As was to be expected, “left” Labour luminaries are now clutching onto the coat-tails of this momentous grass-roots revolt for all they are worth in the hope of getting some reflected glory and a few more working class votes. The reality however is that blacklist operations have been in full swing throughout Tory and Labour administrations alike, an immutable necessity for the functioning of the secret state.
What’s more, when the notorious Consulting Association was busted in 2009, the then Labour government declined the opportunity to criminalise the actual practice of blacklisting itself, outlawing only such instances where it could be proved that someone had been forbidden employment on the sole grounds of a negative comment on a blacklisting database – a basically impossible requirement which lets MacAlpine and the rest of the unsavoury bunch completely off the hook.
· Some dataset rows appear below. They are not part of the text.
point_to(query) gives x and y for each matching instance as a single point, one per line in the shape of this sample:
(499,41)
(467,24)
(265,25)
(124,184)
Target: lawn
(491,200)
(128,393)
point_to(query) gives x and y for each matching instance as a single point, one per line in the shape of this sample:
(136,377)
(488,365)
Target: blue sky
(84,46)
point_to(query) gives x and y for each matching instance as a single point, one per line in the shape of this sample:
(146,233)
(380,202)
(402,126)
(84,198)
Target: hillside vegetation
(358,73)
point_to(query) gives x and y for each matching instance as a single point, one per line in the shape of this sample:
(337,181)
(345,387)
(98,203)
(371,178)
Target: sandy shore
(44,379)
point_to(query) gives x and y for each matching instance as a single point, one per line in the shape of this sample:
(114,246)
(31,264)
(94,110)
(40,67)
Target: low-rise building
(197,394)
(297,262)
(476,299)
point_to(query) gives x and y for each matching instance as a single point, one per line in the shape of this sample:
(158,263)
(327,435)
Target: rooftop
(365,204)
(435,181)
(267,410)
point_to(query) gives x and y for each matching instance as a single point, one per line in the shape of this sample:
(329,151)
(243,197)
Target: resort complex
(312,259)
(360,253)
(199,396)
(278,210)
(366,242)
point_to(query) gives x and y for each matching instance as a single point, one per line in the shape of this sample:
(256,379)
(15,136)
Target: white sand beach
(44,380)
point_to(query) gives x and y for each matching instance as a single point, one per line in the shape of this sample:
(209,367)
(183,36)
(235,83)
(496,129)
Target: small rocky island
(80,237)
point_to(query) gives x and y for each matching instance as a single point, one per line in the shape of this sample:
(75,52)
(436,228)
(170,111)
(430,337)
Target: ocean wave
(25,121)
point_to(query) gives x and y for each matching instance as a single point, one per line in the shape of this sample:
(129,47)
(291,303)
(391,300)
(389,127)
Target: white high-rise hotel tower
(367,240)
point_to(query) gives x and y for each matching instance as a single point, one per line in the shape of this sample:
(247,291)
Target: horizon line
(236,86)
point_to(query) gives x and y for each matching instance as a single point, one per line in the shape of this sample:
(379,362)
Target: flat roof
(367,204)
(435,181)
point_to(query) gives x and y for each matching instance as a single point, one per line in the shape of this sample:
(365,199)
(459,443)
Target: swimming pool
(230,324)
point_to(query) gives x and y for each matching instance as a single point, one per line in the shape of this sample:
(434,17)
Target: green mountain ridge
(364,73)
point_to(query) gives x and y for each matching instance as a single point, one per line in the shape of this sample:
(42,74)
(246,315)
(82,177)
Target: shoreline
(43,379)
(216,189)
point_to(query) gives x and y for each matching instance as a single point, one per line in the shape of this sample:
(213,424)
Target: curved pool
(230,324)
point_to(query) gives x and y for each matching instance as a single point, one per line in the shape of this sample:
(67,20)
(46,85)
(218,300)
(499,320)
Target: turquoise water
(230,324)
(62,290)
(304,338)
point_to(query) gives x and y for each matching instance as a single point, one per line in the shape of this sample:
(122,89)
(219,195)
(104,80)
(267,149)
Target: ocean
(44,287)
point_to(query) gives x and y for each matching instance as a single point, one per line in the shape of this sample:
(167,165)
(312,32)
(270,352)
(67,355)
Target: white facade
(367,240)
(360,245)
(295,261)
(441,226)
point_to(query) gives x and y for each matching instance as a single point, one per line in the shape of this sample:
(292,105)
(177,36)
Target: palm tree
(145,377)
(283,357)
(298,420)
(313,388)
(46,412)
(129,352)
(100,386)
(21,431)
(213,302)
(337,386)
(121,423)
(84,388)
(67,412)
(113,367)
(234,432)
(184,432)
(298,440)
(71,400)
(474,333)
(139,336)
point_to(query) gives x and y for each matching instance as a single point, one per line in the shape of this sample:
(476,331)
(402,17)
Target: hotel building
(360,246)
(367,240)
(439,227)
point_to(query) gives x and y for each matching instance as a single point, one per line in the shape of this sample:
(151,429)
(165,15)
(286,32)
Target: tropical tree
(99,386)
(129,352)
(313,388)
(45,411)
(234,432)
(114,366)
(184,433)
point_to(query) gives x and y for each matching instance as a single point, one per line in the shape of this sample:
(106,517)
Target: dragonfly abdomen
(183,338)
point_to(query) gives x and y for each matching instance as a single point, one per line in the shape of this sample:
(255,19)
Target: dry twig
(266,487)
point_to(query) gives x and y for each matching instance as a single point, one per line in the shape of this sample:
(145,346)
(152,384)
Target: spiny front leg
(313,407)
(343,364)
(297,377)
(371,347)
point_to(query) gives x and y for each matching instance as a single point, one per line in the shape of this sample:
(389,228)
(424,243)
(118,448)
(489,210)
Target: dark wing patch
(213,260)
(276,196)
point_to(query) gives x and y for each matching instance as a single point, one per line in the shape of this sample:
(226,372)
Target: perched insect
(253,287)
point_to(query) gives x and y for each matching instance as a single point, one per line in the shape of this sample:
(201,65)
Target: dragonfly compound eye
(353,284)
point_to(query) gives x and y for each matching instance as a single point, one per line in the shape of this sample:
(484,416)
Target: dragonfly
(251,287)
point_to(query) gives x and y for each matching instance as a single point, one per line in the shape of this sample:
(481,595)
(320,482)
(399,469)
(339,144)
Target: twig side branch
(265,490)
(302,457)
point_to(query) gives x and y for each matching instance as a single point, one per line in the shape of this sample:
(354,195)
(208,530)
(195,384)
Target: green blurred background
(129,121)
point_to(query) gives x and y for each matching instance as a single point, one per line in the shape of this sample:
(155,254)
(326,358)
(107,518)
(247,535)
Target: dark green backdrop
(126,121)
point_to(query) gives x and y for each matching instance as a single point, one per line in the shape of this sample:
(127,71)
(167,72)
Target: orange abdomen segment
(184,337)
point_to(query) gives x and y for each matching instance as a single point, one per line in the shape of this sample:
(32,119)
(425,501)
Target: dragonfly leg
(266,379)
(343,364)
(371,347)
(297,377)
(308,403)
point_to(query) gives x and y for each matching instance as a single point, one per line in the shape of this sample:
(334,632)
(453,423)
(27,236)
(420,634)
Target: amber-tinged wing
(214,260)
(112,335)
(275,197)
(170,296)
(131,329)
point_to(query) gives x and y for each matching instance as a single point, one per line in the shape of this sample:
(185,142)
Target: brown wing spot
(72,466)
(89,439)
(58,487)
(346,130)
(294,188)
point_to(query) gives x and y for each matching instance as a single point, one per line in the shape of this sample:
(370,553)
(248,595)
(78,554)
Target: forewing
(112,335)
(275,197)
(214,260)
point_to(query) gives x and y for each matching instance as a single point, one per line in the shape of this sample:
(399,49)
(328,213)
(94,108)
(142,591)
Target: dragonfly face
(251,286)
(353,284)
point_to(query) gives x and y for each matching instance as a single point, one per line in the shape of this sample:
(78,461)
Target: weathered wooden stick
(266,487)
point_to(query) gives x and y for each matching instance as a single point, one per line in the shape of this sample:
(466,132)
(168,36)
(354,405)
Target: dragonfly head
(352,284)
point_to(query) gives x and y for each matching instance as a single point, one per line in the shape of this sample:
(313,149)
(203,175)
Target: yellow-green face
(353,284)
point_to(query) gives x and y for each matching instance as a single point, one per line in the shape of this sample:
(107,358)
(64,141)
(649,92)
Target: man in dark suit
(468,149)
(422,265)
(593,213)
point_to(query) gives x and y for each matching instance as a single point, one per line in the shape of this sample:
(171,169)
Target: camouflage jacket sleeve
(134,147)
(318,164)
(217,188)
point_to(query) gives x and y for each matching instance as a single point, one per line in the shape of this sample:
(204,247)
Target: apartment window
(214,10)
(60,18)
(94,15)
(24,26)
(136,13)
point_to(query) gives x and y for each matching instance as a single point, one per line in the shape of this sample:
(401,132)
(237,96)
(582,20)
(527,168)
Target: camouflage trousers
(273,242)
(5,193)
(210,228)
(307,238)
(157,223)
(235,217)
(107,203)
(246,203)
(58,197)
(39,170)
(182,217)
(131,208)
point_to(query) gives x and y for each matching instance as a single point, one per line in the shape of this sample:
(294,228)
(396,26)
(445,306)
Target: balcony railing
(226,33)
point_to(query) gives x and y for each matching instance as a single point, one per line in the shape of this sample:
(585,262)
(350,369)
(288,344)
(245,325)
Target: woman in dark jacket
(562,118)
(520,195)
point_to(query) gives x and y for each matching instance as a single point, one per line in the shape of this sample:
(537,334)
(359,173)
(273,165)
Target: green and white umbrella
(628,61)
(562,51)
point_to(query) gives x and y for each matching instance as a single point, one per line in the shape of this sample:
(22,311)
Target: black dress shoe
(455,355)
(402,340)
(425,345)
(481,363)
Unite: the gloves come off?
On 19 March Len McCluskey took to the columns of the Guardian with an article with the promising title ‘Unions must be able to fight for workers – even if it means breaking bad laws’. He reported that the previous week Unite had decided to recommend ” the deletion from our rules of six little words that have governed our union’s actions: ‘so far as may be lawful’“.
McCluskey reassures the fainthearted that ” Our executive wants these words gone not because we are anarchists, not because we are suddenly planning a bank robbery, but because we have to ask ourselves the question: can we any longer make that commitment to stick, under any and all circumstances, within the law as it stands ?”
The answer, coyly withheld until the final paragraph, is basically No. ” When the law is misguided, when it oppresses the people and removes their freedoms, can we respect it? I am not really posing the question. I’m giving you the answer. It ain’t going to happen.”
McCluskey points out the way in which the vagaries of the postal ballot undoubtedly help capitalism to sow confusion and litigation whenever a strike ballot is under way, and seems to unveil a plan whereby future ballots will be conducted electronically. ” We will drive forward with modern technology and use it to increase turnouts in our ballots without being shackled by prescriptions – such as postal ballots – imposed in another age. We are not going to let the Tories destroy our democracy by shackling us to archaic procedures .”
What this ignores is the fact that, under both Tory and Labour regimes ,”our democracy” has been comprehensively violated by legislation that dares to impose preconditions on the exercise of the right to strike.
In truth the right to strike, curtailed as it is in practice, is not really “hanging by a thread” (as McCluskey suggests) but has long since ceased to have any real meaning at all. Modernising the method by which unions submit to state scrutiny of their internal affairs does not deal with this fundamental reality.
McCluskey is right: unions should resume their proper function and act as fighting organs of the working class. Yet so long as the argument is cast exclusively in terms of the need to struggle against evil Tory governments, letting Labour off scot free, the real character of the political struggle of labour versus capital will remain obscured. He tells us that the Labour victory in 1997 was “one of the happiest days of my life“, and it is clear that even after experiencing what followed he still preserves the belief that a vote for Miliband will somehow soften the blows of austerity and give the unions a fairer deal in the courts. The happiest day for the trade union movement will be when it wrenches itself free from its enslavement to the imperialist Labour party and uproots the debilitating influence of social democracy.